Nabala Stage

L. Hints & T. Meidla

Original text from: Raukas, A., Teedumäe, A. (eds). 1997. Geology and Mineral Resources of Estonia. Estonian Academy Publishers, Tallinn. 436 pp. ISBN 9985-50-185-3. Available online at: sarv.gi.ee/geology.

The Nabala Stage was distinguished by Männil (1958b) as the lower part of the Schmidt’s (1858) “Lyckholm’sche Schicht”. He subdivided the stage into the lower, Paekna and the upper, Saunja substages (see also Öpik & Laasi 1937, Jaanusson 1994). Nowadays they are used as lithostratigraphical units (formations) which represent the Nabala Stage with a total thickness of 10 to 35 m in northern and partly in central Estonia (Fig. 53). The Paekna Formation is up to 16 m thick and comprises predominantly argillaceous bioclastic limestones intercalating with micritic limestones. The thickness of micritic interlayers is usually about 0.1 m, but occasionally it may reach 1-3 m. The up-to-28-m-thick micritic limestones of the Saunja Formation are lithologically uniform and occur all over Estonia. Their thickness decreases towards the south until it is only 0.3 m (Meidla 1996). South of the Muhu - Mustvee line, the lower Paekna Formation is replaced by the Mõntu Formation. This 3–7-m-thick complex consists of argillaceous bioclastic limestones with rare thin (5–30 cm) layers of micritic limestones containing glauconite (Oraspõld 1995).

On the transition from the Rakvere to the Nabala Stage the shelly fauna undergoes notable renovation. Of about 150 species and subspecies occurring in the Nabala Stage, only one third is common with the Rakvere Stage (Männil et al. 1966). Several new species of brachiopods, including Bekkeromena semipartita (Roemer), Ilmarinia sinuata (Pahlen), Laticrura rostrata Hints, Sulevorthis lyckholmiensis (Wysogorski), Pseudolingula quadrata (Eichwald), appear in the Nabala Stage. Some of these species are missing in the Saunja Formation, but appear again in the overlying Vormsi Stage. The micritic limestones of the Saunja Formation contain a notably abundant and diverse fauna of molluscs (about 30 gastropod and more than 10 cephalopod species).

The lower boundary of the stage is exposed only in the Paekna quarry (Nõlvak & Meidla 1990). It is marked by a series of uneven discontinuity surfaces, above which there appears a new association of chitinozoans, including the zonal Armoricochitina reticulifera (Grahn). The latter can be used as the most reliable fossil for the identification of the lower boundary of the Nabala Stage in the core sections in central and southern Estonia.

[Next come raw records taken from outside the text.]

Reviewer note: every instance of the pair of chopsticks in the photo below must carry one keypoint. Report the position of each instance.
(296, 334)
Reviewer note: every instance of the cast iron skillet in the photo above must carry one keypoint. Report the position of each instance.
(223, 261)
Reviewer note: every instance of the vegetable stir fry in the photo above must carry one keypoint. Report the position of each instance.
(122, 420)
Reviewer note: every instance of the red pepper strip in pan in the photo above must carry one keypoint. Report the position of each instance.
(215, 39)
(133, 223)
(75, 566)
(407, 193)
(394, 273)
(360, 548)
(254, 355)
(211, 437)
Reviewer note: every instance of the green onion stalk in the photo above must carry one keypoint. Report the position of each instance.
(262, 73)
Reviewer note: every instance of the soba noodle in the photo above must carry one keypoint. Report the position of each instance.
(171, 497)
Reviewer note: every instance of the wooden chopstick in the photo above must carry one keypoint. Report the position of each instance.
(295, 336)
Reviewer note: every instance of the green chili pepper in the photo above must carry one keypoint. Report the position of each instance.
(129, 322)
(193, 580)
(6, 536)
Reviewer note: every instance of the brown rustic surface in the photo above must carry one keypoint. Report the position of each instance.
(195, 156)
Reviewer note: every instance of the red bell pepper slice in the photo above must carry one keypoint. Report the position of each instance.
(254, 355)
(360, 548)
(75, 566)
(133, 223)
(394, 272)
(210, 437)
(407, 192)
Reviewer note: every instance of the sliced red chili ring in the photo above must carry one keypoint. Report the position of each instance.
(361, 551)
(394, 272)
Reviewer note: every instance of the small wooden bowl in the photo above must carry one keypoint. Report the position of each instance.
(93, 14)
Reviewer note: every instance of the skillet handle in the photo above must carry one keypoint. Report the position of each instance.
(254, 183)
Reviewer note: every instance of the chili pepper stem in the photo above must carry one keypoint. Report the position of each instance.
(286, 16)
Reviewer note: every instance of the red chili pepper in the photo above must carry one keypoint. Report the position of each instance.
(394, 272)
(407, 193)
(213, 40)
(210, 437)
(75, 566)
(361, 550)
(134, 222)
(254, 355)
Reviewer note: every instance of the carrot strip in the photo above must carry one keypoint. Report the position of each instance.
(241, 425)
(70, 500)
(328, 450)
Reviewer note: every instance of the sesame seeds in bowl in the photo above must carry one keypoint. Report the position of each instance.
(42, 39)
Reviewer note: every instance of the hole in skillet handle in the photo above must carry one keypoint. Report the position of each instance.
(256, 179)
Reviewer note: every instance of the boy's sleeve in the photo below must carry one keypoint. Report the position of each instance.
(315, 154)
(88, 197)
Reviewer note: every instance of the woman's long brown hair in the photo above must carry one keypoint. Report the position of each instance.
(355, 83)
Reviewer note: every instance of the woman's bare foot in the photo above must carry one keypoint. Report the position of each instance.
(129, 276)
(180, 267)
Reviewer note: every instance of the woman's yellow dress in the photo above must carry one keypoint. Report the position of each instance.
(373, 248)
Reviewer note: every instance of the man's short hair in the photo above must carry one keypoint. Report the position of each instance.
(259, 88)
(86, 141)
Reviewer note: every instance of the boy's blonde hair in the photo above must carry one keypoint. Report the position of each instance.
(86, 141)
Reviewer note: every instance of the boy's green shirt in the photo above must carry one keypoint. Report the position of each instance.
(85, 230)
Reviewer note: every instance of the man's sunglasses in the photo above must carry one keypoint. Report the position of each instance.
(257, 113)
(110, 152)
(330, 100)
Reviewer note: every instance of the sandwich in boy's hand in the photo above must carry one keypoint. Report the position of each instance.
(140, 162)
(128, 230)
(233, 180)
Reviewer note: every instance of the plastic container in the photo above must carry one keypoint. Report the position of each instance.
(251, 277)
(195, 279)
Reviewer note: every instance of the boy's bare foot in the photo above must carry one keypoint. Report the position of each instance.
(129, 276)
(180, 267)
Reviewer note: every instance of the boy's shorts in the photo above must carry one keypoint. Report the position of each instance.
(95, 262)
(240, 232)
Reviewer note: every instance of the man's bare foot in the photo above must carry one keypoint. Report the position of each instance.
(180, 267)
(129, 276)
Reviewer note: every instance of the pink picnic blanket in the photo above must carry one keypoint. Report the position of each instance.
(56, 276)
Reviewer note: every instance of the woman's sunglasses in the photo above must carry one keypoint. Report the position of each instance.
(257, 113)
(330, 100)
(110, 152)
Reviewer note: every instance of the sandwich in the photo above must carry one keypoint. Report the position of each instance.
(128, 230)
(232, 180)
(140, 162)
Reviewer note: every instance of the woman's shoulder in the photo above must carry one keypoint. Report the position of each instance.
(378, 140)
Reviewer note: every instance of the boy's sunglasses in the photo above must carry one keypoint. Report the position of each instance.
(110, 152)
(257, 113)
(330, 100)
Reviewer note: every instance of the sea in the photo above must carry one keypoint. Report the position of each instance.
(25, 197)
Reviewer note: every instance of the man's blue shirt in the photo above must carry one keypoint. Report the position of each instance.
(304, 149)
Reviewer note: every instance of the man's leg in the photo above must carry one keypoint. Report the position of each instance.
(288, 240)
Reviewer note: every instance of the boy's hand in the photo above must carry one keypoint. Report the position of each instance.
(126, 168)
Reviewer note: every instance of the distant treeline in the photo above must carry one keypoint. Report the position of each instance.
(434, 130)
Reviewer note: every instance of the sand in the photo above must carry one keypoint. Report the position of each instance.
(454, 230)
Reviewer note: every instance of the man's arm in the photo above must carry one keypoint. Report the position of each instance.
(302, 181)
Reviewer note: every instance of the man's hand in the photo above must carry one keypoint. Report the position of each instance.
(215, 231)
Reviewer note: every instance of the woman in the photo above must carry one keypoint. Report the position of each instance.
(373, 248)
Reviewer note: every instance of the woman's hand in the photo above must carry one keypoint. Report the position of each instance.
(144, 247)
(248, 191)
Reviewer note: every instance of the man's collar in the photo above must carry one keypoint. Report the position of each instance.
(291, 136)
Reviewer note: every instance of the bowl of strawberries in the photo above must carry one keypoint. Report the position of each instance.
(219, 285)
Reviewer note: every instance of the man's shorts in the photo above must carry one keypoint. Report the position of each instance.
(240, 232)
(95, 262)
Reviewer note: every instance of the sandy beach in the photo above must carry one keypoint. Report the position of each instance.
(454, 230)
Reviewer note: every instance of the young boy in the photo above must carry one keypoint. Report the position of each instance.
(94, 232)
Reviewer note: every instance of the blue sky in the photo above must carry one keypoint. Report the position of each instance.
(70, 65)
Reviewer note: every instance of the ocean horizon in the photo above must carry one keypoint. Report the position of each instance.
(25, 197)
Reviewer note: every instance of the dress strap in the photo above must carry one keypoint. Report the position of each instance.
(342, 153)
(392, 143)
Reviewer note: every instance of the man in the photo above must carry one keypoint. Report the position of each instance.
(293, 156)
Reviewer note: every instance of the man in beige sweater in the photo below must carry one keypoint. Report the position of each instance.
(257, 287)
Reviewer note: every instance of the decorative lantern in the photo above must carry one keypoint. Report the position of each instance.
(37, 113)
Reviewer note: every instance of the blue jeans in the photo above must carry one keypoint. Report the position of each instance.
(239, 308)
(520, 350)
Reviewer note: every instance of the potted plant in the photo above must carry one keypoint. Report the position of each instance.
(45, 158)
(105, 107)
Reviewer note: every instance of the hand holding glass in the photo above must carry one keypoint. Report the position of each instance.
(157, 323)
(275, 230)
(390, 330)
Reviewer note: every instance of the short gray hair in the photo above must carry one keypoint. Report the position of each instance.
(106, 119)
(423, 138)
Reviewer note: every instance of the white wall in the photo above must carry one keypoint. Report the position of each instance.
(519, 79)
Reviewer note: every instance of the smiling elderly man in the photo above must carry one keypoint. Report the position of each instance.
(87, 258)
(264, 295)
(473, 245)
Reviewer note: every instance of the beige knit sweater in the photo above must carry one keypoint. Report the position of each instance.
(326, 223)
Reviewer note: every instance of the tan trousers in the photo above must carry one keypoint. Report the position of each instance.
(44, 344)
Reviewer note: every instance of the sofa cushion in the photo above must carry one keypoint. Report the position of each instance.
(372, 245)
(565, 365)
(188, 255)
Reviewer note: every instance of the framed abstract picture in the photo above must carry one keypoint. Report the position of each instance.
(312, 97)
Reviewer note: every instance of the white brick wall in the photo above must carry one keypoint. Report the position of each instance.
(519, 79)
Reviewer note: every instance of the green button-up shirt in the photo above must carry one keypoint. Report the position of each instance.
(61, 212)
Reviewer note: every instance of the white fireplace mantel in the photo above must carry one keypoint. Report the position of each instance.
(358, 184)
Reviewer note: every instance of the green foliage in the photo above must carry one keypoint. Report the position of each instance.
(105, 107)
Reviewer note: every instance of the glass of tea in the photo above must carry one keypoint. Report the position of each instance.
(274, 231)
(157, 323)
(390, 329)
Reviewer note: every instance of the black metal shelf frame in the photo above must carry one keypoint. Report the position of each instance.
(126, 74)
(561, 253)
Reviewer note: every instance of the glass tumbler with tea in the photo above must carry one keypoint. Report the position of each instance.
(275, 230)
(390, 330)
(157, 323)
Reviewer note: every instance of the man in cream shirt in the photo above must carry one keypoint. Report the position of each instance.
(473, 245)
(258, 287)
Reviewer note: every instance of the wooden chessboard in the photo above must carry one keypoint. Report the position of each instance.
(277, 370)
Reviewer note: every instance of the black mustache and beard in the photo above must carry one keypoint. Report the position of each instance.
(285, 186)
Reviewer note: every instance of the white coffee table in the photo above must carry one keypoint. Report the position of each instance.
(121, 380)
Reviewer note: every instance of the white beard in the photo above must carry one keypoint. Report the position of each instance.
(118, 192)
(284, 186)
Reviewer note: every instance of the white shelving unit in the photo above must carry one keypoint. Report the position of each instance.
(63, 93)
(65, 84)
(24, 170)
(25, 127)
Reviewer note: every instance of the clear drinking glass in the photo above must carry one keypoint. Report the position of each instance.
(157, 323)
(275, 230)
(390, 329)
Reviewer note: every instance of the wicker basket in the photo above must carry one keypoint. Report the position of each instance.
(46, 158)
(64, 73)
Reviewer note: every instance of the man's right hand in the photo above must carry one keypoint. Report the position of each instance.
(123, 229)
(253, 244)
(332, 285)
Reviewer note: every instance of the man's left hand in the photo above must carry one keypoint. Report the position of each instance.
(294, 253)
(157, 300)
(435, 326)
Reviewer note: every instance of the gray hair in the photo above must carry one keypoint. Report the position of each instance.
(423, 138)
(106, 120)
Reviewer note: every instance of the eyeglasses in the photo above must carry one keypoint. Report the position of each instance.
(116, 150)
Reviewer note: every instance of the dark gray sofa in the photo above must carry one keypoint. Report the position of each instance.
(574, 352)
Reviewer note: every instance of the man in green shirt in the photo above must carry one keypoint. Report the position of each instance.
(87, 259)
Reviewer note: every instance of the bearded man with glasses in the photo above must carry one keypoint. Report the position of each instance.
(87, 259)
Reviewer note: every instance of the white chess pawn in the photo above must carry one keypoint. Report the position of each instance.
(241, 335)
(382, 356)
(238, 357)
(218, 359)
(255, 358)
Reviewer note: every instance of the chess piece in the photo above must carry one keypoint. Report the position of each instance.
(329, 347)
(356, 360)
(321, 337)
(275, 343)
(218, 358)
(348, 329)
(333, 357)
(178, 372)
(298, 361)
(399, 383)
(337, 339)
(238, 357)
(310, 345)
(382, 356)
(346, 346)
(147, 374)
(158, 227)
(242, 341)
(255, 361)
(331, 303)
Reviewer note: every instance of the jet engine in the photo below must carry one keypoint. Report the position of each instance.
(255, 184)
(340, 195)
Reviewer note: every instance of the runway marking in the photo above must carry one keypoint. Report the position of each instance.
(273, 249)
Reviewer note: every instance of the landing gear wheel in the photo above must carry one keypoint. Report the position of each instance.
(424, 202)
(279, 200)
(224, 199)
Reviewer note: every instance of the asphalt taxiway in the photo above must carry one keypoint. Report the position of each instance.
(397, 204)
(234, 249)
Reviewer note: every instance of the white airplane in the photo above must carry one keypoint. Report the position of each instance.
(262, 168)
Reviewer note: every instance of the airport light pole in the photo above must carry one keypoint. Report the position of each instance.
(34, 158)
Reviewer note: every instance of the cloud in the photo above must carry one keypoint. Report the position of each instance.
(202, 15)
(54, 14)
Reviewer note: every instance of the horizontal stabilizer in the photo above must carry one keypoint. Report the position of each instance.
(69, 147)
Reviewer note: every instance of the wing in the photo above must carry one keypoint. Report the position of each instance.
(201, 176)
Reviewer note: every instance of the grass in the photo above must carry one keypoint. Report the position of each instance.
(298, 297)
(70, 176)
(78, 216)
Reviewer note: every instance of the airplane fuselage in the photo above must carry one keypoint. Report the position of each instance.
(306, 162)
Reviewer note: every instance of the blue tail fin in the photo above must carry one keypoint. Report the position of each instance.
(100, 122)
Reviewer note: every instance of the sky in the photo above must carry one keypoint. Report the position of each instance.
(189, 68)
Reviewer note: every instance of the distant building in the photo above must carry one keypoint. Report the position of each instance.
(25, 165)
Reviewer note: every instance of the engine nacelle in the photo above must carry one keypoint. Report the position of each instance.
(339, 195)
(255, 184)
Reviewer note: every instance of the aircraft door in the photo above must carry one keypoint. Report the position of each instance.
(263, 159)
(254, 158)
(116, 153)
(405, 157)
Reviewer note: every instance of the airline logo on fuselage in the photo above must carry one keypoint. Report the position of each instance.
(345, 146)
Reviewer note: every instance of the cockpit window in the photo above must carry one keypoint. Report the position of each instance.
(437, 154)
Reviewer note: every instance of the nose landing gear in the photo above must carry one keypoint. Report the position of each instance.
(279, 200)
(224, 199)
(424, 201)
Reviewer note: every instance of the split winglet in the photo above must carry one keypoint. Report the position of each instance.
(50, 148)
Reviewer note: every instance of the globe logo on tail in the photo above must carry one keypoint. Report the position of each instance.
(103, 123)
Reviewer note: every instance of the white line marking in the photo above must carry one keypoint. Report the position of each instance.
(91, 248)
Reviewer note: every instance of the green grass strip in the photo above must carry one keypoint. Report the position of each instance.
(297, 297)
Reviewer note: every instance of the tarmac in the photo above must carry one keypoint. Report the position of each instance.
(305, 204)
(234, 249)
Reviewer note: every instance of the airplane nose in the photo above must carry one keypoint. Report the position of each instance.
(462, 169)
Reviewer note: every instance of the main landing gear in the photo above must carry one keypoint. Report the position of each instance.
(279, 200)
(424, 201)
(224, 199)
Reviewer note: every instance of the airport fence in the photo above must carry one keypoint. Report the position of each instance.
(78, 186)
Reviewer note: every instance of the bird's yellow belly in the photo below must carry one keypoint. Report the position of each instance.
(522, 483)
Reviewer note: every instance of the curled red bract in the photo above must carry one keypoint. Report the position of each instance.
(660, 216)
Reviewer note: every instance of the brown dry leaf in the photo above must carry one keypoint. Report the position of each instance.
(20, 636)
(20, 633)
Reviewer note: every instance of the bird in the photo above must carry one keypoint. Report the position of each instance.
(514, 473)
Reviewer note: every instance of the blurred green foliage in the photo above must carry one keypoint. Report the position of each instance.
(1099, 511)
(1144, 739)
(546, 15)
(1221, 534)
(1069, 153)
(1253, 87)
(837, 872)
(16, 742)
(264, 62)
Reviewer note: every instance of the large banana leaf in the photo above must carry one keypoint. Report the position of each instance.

The composition of ostracodes changes remarkably on the Rakvere - Nabala transition. Several new taxa, including Disulcina perita explicata Sarv, Tetrada neckajae Meidla, Oepikella luminosa Sarv a.o., appear in the lower part of the Nabala Stage, but mainly somewhat higher of the lower boundary of the Paekna Formation (Fig. 50). For this reason the lower boundary of the stage is marked better in the ostracode record by the disappearance of the species Disulcina perita perita (Sarv) and Daleiella admiranda Meidla (a zonal species) in the uppermost part of the Rakvere Stage (Meidla 1996). Brachiopods are found mostly in the lower Paekna Formation and among them new faunal elements Pseudolingula quadrata (Eichwald) and Sulevorthis lyckholmiensis (Wysogorski) appear close to the lower boundary of the Nabala Stage (Fig. 54).

The Nabala Stage corresponds to the middle part of the Pleurogratus linearis graptolite Zone (Table 7) and the upper part of the North Atlantic superbus conodont Zone. In the ostracode record, the summary differences between the Paekna and Saunja formations are not significant, but the very uneven distribution of ostracodes in the Saunja Formation should be mentioned (Meidla 1996).